We set out to examine physicians’ perceptions of the provision of ancillary services for opioid dependent patients receiving buprenorphine.Methods:
An e-mail invitation describing the study was sent out by the American Society of Addiction Medicine to its membership (approximately 3700 physicians) and other entities (for a total of approximately 7000 e-mail addresses). E-mail recipients were invited to participate in a research study funded by the National Institutes on Drug Abuse involving completion of an online survey; 346 physicians completed the survey.Results:
The majority of the 346 respondents were internal or family medicine (37%), or addiction medicine providers (30%), who were practicing in urban (57%) or suburban settings (27%). Most respondents reported either offering (66%) or referring patients for ancillary counseling (31%).
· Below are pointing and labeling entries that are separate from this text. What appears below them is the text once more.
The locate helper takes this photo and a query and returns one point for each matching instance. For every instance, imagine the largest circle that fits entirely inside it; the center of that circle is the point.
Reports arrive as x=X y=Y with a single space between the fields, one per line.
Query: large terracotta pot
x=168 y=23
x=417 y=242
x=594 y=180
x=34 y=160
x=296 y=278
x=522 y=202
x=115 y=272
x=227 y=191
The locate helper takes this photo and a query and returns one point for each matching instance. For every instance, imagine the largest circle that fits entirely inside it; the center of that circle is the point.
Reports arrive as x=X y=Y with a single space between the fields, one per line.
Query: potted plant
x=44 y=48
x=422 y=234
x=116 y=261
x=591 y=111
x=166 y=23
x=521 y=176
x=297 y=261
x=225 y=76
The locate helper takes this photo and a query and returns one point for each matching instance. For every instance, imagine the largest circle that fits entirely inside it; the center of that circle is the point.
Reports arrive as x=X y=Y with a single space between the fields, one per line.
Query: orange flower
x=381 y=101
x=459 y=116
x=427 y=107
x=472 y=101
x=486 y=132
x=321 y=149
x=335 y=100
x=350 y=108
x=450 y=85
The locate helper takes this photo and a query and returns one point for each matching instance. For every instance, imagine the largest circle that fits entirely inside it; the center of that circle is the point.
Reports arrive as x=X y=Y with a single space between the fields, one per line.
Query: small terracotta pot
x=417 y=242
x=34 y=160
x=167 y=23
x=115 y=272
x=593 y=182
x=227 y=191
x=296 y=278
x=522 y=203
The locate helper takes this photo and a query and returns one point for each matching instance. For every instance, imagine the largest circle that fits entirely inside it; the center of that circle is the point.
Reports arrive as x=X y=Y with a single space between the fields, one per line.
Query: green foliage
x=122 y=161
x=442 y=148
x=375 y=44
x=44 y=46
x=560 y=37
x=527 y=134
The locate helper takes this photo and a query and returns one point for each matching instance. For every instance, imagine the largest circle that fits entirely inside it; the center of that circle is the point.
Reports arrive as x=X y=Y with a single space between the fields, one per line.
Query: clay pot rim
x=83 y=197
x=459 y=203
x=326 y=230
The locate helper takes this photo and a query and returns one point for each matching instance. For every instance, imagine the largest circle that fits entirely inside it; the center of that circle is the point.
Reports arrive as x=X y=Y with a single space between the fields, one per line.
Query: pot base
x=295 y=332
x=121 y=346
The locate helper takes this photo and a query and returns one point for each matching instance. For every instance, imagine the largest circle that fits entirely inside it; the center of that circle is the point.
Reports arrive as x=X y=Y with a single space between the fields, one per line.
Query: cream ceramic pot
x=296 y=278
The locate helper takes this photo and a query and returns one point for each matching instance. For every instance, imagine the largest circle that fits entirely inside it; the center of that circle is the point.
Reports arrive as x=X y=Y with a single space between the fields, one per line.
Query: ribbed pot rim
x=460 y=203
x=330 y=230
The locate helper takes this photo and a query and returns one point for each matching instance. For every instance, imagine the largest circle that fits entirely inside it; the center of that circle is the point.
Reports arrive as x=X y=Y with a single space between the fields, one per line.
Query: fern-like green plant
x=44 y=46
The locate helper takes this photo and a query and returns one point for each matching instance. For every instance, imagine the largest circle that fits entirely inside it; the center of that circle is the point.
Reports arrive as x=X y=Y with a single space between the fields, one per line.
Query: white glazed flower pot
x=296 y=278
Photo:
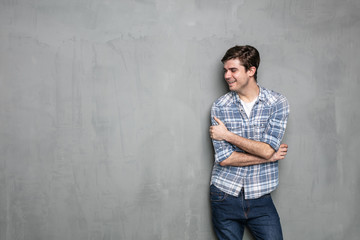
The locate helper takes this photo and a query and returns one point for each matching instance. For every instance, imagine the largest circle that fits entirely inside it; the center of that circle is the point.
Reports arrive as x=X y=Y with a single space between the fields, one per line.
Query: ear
x=251 y=72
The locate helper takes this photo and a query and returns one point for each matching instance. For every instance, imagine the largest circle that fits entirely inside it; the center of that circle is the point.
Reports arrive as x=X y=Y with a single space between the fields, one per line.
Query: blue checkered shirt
x=267 y=123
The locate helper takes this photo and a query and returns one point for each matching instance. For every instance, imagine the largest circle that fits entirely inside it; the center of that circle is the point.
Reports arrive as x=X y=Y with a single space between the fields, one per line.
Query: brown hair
x=248 y=56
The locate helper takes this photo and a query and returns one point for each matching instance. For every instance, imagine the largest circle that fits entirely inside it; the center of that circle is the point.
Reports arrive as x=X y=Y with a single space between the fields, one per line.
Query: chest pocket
x=234 y=127
x=259 y=129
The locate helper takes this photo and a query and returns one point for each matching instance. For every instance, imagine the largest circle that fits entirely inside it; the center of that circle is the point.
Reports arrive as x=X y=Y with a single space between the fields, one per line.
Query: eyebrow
x=230 y=69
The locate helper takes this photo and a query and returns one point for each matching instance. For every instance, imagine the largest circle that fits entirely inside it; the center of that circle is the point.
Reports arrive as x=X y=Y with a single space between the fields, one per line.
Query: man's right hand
x=280 y=154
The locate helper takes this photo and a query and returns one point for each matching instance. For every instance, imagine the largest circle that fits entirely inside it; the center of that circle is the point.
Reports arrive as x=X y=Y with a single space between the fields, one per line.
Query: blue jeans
x=231 y=214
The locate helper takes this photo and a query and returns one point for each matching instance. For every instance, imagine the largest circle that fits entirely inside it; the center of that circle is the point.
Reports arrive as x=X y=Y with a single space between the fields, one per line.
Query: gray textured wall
x=104 y=114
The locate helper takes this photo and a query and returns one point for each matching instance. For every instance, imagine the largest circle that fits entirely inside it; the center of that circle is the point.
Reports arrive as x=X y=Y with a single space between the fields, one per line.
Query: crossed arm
x=256 y=152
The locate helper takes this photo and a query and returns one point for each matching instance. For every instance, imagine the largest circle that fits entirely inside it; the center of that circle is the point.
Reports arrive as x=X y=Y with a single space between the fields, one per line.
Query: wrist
x=228 y=136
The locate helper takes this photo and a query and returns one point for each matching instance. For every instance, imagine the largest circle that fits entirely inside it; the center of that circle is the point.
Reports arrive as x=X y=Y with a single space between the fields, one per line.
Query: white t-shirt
x=248 y=106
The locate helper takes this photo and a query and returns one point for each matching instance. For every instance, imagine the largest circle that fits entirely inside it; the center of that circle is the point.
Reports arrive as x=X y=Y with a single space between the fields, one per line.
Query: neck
x=250 y=93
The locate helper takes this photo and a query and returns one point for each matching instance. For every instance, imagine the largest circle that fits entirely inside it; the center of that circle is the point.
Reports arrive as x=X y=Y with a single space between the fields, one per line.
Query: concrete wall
x=104 y=114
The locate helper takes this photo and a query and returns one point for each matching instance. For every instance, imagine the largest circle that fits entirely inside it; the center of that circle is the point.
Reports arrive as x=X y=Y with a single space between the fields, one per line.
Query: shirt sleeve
x=222 y=148
x=276 y=125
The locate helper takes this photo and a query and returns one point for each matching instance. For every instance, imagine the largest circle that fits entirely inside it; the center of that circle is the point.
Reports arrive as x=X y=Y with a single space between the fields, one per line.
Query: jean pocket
x=216 y=195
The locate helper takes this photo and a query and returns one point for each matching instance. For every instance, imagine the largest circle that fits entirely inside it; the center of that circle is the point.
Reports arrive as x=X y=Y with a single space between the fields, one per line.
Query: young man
x=248 y=124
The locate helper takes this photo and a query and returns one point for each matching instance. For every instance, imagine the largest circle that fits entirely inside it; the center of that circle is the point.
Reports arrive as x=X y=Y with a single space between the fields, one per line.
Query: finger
x=218 y=121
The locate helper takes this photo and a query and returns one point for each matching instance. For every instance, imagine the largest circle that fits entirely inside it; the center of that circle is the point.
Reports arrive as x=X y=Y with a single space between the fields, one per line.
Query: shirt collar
x=262 y=96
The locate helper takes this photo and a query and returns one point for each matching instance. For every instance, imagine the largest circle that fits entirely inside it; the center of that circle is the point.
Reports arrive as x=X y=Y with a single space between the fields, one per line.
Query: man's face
x=235 y=75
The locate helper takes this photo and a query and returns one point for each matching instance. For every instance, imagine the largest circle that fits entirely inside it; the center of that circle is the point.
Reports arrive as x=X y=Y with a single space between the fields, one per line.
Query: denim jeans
x=231 y=214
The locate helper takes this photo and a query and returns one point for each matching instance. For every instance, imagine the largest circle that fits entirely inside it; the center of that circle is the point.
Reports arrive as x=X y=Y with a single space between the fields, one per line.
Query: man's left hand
x=218 y=132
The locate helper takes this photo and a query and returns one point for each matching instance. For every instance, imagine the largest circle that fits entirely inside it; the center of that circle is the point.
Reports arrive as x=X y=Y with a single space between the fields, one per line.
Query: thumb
x=218 y=121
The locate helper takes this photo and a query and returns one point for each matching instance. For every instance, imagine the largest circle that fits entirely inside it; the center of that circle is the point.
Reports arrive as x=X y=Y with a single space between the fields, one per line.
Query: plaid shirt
x=267 y=124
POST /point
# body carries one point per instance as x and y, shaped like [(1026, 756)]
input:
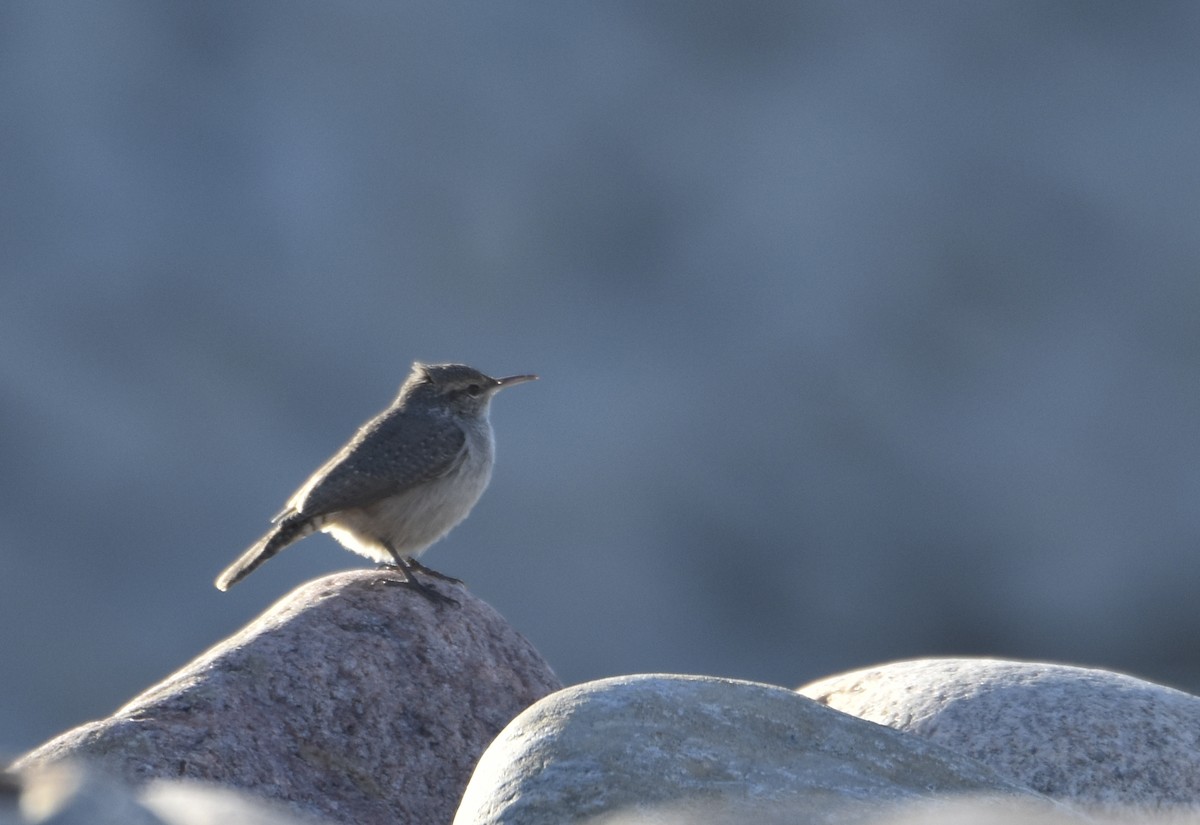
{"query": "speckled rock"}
[(351, 699), (1091, 738), (703, 750)]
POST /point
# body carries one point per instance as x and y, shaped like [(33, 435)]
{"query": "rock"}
[(1090, 738), (66, 793), (351, 698), (702, 750)]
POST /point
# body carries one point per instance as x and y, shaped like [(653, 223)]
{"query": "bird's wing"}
[(388, 455)]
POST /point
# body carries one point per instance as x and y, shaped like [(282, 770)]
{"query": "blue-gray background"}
[(867, 330)]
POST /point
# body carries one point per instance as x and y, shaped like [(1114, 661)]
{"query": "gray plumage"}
[(406, 479)]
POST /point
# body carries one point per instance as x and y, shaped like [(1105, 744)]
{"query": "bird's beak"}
[(501, 383)]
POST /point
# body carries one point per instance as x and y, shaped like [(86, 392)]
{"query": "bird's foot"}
[(411, 580), (417, 566)]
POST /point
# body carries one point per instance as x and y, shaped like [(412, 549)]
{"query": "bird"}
[(403, 481)]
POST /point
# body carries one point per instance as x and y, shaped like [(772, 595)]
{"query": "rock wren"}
[(406, 479)]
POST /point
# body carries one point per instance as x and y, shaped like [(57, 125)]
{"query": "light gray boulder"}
[(70, 794), (351, 698), (1092, 738), (661, 748)]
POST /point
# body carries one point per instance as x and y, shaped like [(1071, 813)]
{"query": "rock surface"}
[(71, 794), (351, 698), (705, 750), (1090, 738)]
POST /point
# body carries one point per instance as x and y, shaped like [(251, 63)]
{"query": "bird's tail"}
[(281, 535)]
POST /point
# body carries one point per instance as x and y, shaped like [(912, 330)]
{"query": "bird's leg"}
[(414, 565), (407, 567)]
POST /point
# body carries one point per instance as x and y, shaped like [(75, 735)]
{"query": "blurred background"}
[(867, 330)]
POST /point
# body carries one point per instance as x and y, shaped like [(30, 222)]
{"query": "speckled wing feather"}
[(388, 455)]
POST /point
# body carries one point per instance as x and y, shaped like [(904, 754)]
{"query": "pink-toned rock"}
[(351, 698)]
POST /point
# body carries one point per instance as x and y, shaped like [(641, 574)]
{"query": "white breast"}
[(414, 519)]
Interventions that were most frequently offered or referrals provided were individual counseling (51%) and self-help groups (63%), respectively. Counseling availability differed significantly by provider specialization for any, individual, group, family or couples, and self-help groups.Conclusions:
Generally, respondents reported compliance with ancillary counseling requirements for buprenorphine treatment of opioid use disorder. In addition to examining the efficacy of a variety of ancillary counseling services for patients receiving opioid agonist treatment, further research should examine physicians’ attitudes toward the role of such counseling in buprenorphine treatment. Although the study sample was relatively large, the generalizability of the findings is unclear, suggesting that further investigation of the availability of ancillary counseling in buprenorphine treatment among a larger nationally representative sample of providers may be warranted.